BloguesHugo Prévost

L’insidieux dilemme du métier

L’Association des journalistes indépendants du Québec (AJIQ) organisait jeudi soir la quatrième édition des Grands prix du journalisme indépendant. L’événement, tenu au Lion d’or, à Montréal, rassemblait cette année un peu plus d’une centaine de personnes. Une quinzaine de membres de l’Association sont ainsi repartis les mains pleines de prix remis dans diverses catégories. Le tout représentait la vigueur et la diversité du secteur de la pige au Québec. Histoire de prouver, encore une fois que les pigistes sont nombreux, vaillants et passionnés par leur métier.

Une chose, cependant, m’a fait tiquer. À la toute fin de la soirée, alors que Pierre Sormany recevait le Prix reconnaissance de l’AJIQ, il a parlé, dans son discours, de l’importance de la pige et de la nécessité de toujours conserver un détachement face à ses clients – de développer une bonne relation, certes, mais en demeurant toutefois un pigiste. « J’ai toujours eu des clients, jamais des patrons », a-t-il déclaré, suscitant des applaudissements nourris de l’auditoire. S’il s’agissait sans aucun doute d’une façon de parler – après tout, M. Sormany a longtemps travaillé à Radio-Canada, et est désormais président des éditions Vélo Québec, je n’ai pas pu m’empêcher de m’interroger sur l’enthousiasme de mes collègues. Est-ce parce que l’occasion s’y prêtait, ou parce que ce sentiment d’indépendance farouche était véritablement partagé par l’ensemble des journalistes présents?

Après tout, on reproche souvent aux journalistes employés dans des médias d’entretenir des préjugés face aux pigistes, leur disant d’aller chercher une « vraie » job. Il est également flagrant que les conditions de travail des pigistes n’ont pas véritablement évolué depuis plusieurs décennies, et que leur rémunération a plutôt diminué dans de nombreux cas, sans parler des contrats souvent aberrants que les pigistes doivent signer pour être publiés chez certaines entreprises de presse.

Et pourtant… Est-il nécessaire d’alimenter un ressentiment égal à l’endroit des planqués, des non-pigistes? J’extrapole, certainement, mais un repli sur soi des journalistes indépendants ne peut que nuire à leur cause (que j’appuie sans réserve). Après tout, il existe d’excellents journalistes dans les deux camps, et nous voulons tous, en bout de ligne, mettre de la nourriture sur la table et payer le loyer. Si la pige est trop souvent perçue comme un milieu étrange, voire même inférieur, il serait contre-productif d’adopter la même approche face au journalisme régulier au sein d’un média.

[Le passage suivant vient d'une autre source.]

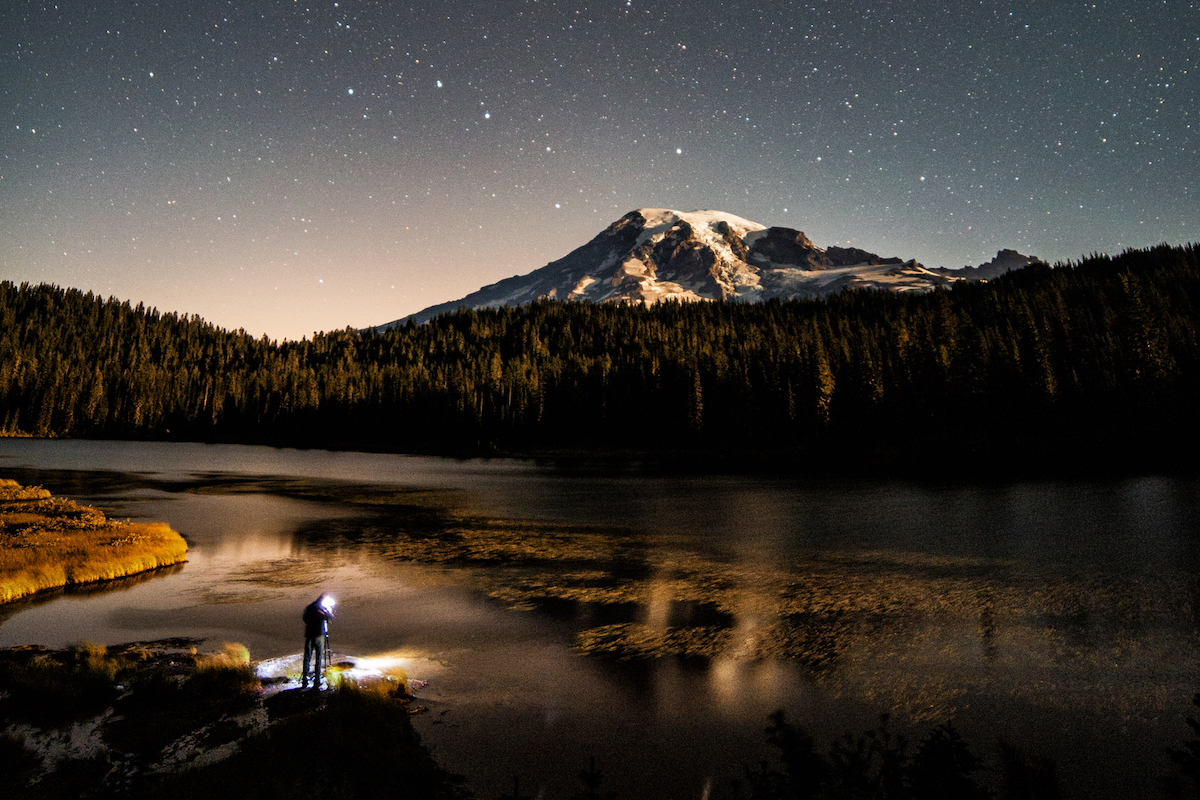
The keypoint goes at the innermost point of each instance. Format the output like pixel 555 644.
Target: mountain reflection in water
pixel 654 620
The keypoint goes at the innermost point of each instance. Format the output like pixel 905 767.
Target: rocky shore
pixel 49 542
pixel 159 719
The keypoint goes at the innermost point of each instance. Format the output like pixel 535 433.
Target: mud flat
pixel 49 542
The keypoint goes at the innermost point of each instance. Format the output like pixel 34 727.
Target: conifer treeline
pixel 1098 359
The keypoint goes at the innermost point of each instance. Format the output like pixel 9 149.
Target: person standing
pixel 316 627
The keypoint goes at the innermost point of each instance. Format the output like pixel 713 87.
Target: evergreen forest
pixel 1083 365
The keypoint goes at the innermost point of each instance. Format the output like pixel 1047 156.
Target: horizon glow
pixel 293 167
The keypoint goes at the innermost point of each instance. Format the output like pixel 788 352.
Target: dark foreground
pixel 155 720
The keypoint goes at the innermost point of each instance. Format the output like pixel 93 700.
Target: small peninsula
pixel 49 542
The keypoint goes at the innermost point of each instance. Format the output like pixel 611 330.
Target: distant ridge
pixel 653 254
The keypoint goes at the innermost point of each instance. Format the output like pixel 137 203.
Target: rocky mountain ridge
pixel 653 254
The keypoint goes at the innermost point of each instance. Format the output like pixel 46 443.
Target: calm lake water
pixel 653 620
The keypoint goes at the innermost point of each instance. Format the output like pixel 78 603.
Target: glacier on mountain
pixel 654 254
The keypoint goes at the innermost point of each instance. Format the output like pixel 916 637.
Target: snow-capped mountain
pixel 653 254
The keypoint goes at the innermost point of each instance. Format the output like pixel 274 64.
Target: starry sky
pixel 298 166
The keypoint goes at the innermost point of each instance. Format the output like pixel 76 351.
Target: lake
pixel 653 620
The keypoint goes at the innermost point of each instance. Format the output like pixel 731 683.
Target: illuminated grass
pixel 49 542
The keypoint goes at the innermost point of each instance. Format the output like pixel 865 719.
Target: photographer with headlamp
pixel 316 638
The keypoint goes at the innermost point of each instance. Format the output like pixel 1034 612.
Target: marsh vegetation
pixel 49 542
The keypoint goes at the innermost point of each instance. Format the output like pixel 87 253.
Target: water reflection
pixel 577 613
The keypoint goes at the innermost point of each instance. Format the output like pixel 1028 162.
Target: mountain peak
pixel 654 254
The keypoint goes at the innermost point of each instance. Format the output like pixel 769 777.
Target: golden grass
pixel 48 542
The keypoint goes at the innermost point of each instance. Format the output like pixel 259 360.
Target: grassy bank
pixel 157 720
pixel 49 542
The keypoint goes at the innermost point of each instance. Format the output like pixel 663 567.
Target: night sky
pixel 300 166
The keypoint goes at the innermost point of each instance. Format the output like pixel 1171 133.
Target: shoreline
pixel 48 542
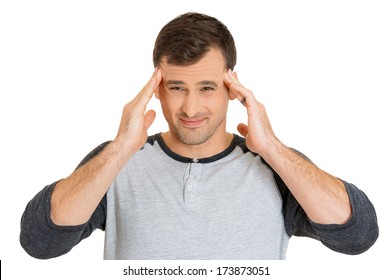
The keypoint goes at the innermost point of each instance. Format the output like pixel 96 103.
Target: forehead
pixel 210 67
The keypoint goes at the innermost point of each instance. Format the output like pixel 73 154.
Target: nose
pixel 191 105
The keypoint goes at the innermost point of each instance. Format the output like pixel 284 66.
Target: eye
pixel 207 89
pixel 177 89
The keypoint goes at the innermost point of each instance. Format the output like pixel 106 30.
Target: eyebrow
pixel 202 83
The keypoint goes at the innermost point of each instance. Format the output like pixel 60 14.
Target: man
pixel 196 191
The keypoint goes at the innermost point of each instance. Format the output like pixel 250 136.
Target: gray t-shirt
pixel 165 206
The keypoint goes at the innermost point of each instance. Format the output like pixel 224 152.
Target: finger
pixel 243 129
pixel 236 88
pixel 147 92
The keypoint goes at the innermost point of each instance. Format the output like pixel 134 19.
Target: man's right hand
pixel 132 133
pixel 75 198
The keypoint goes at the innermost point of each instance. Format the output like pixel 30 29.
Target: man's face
pixel 194 98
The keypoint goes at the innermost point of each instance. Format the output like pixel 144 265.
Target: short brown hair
pixel 188 37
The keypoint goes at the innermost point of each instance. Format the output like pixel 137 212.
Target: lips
pixel 193 122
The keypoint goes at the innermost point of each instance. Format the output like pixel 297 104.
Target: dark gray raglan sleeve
pixel 355 236
pixel 43 239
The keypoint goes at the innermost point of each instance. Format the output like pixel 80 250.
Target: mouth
pixel 192 122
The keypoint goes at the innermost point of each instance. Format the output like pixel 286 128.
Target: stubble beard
pixel 195 136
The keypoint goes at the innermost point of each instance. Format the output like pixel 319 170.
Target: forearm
pixel 75 198
pixel 322 196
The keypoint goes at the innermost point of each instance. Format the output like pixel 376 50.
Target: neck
pixel 214 145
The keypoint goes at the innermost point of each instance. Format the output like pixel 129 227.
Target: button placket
pixel 190 189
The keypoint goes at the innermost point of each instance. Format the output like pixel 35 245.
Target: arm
pixel 64 213
pixel 322 198
pixel 75 198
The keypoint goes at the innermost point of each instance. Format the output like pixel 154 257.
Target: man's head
pixel 194 52
pixel 187 38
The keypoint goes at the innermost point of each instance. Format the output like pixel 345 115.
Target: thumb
pixel 243 129
pixel 149 117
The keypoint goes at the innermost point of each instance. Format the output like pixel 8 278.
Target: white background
pixel 322 69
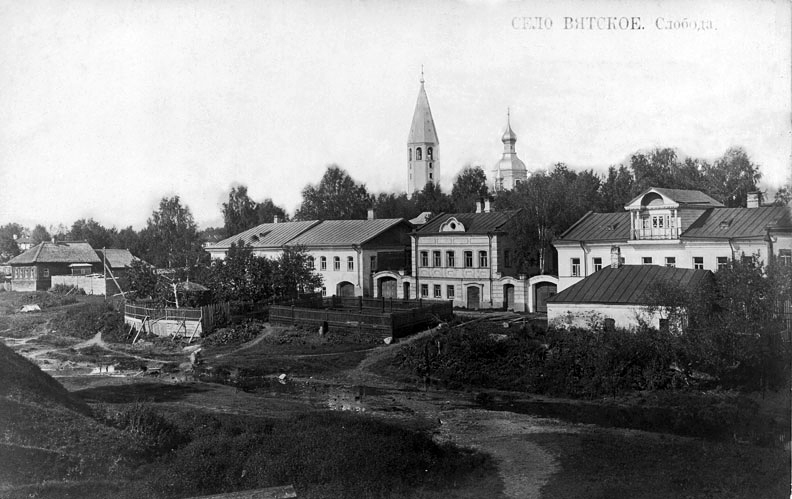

Par ailleurs, avec l’état actuel du métier, les nouveaux arrivés sur le marché (et même des personnes qui ont plusieurs années d’ancienneté) vont souvent combiner les deux rôles, soit parce qu’ils désirent conserver une certaine liberté de rédaction, soit encore parce que le média qui les embauche n’offre pas assez de quarts de travail, par exemple, pour boucler les fins de mois.

Oui, il est possible de vivre de la pige au Québec; nombreux étaient les journalistes rassemblés hier au Lion d’or qui obtiennent suffisamment de contrats pour demeurer indépendants. Mais il est aussi possible d’être très heureux en travaillant de façon permanente, ou comme surnuméraire, au sein d’un média. Pierre Sormany ne voulait sans doute pas déclencher de guerre de clochers lors de son discours de jeudi soir, mais il serait extrêmement dommage que la question du journalisme indépendant soit occultée par des mauvais sentiments, et ce d’un côté ou de l’autre.